Jonathan Poggi, 12, and his 8-year-old brother, Chris, must have pretty good focus, for the 4 to 6 hours per week they spend playing chess (Jonathan is "working toward ten hours per week" ) helped both boys' Sage teams nail first place national titles when they traveled to Atlanta, Georgia to match wits with other young chess talents.

Sara Itani of Easton was also part of the Sage group.

"I was excited and scared at the same time in Georgia," said Chris.

Jonathan said he was "very excited to be in Atlanta with my teammates. I did not feel nervous, just excited. I was confident that we would do well, and we all supported each other."

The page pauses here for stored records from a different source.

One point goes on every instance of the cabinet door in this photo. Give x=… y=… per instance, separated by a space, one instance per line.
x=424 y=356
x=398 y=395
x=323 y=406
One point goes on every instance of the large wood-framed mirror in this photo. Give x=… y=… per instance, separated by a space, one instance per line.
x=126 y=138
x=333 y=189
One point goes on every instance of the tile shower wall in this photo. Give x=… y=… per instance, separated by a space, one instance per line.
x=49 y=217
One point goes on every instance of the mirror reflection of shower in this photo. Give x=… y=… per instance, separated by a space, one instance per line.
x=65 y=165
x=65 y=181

Jonathan and Sara Itani played on the seventh-grade level team with two schoolmates from Sharon and Newton. At the end of the six-round tournament, the Sage team walked away with the national championship for their grade level.

More than 2,000 top chess talents from nearly 700 school teams in 42 states competed. Keen competition sweetens a win, as does successful defense of a title. The Sage seventh-graders, last year's sixth-grade national champs, kept the school's name on the first place trophy.

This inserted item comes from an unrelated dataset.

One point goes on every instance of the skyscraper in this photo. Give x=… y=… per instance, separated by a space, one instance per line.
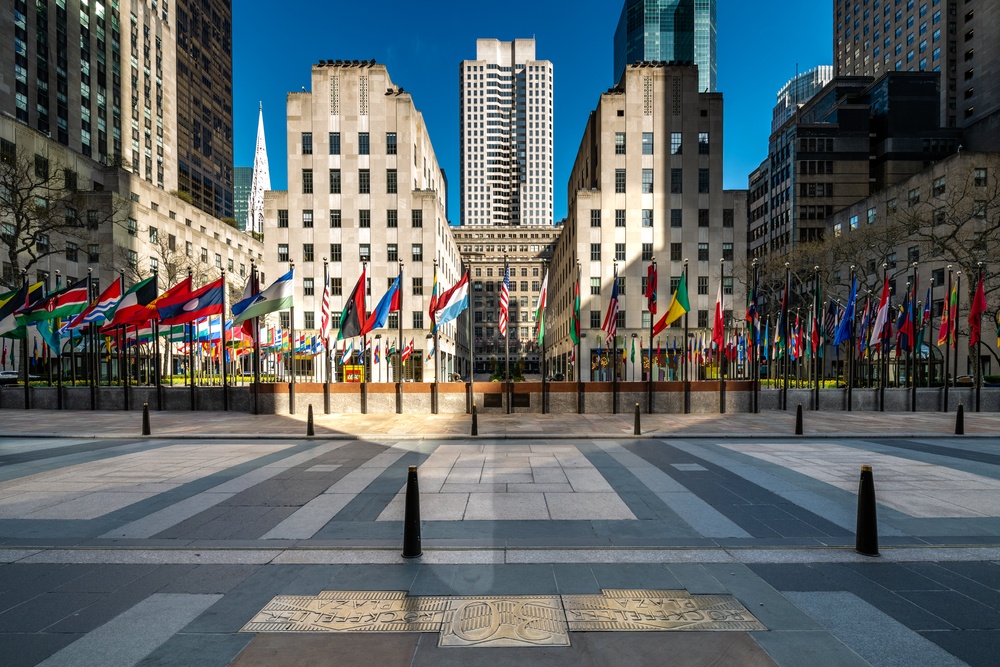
x=505 y=135
x=145 y=86
x=670 y=30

Elizabeth Poggi recalled last year's tournament, Jonathan's first. They didn't expect a first place win.
"We were hoping for top ten nationally," she said. "When the Sage sixth-graders took the title, it was just unbelievable. "

This year, with confidence and experience along for the trip, the team's goal was loftier than making top ten. They left for Atlanta saying, "We've got to defend our title. "

Check and mate.

Second-grader Chris Poggi, who says what he enjoys most about chess is "thinking hard and winning, " played with Sage teammates from Sharon, Newton, and Brookline. This was the second-graders' first trip to the nationals, and some older brother karma must have rubbed off. They, too, took first place and brought home a national champs trophy that's bigger than some of the players.

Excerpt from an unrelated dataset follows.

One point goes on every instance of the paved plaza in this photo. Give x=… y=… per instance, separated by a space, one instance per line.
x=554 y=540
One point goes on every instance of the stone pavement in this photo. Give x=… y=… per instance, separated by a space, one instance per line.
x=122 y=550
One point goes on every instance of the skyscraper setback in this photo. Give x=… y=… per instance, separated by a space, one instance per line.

These wins are special because, while many competing schools have chess as part of their curricula, Sage's program is a voluntary after school club supervised by parents. Winning tournaments requires the player focus Elizabeth Poggi talked about, but getting to them requires commitment from both students and parents, who fund the trips out of pocket, according to Melanie Shaw, Sage's public relations director. This year, said Shaw, the chess players paid dues so they could bring in an instructor "to go over strategy" to help in their tournament bids.

Shaw described the intensity young players bring to the game. Where kids interested in music may take piano lessons, chess-playing kids may have coaches. "They have the same kind of passion that music or art students bring to their work. It's completely absorbing. The passion often runs in a family. Typically, there's a parent who teaches them," said Shaw.

Love of chess is a leaf on Jonathan and Chris Poggi's family tree. Elizabeth's dad played.

" Not a day went by that I didn't see him at the chess board," she remembered. "It's definitely in the blood, so to speak." She keeps "an image in her head" of her father playing chess with a man, for days, as the family made a shipboard Atlantic crossing between New York and France when Elizabeth was 5. "I didn't know who he was. I just remember him as the man who kept taking my father away. "

The man was Bobby Fischer.

Jonathan's grandfather passed away before his grandson was born, but Jonathan called on him for inspiration during the national championship. He told his mom that during the tournament he'd ask, "Please, Grandpa Van Doren, tell me what to do next. Help me know what the right move is. "

He's sure his grandpa heard him. "I think he helped me," he told Elizabeth.

Sage is a day school for academically talented kids and draws students from nearly 50 communities. There are currently four students from Norton, five from Easton, and 10 from Mansfield, which, according to Shaw, is "one of our top three towns." She described Sage as a place full of happy, excited kids who are "free to grow."

The Poggi brothers have interests beyond chess. School and family rank high, and both play soccer. Swimming, basketball, travel, and building things with K'NEX and Star Wars' Legos rank up there, too.

Besides the Poggis, Sage School has a few other chess family dynasties in the making, including the Rice brothers from Newton, and Sharon's Andrew Wang and his younger sister, Clara. A.J. and Jack Rice and Andrew Wang were on the first place teams that left Atlanta with national titles.

Clara Wang was in Atlanta, too. She played solo, and finished in 10th place nationally. She's in kindergarten.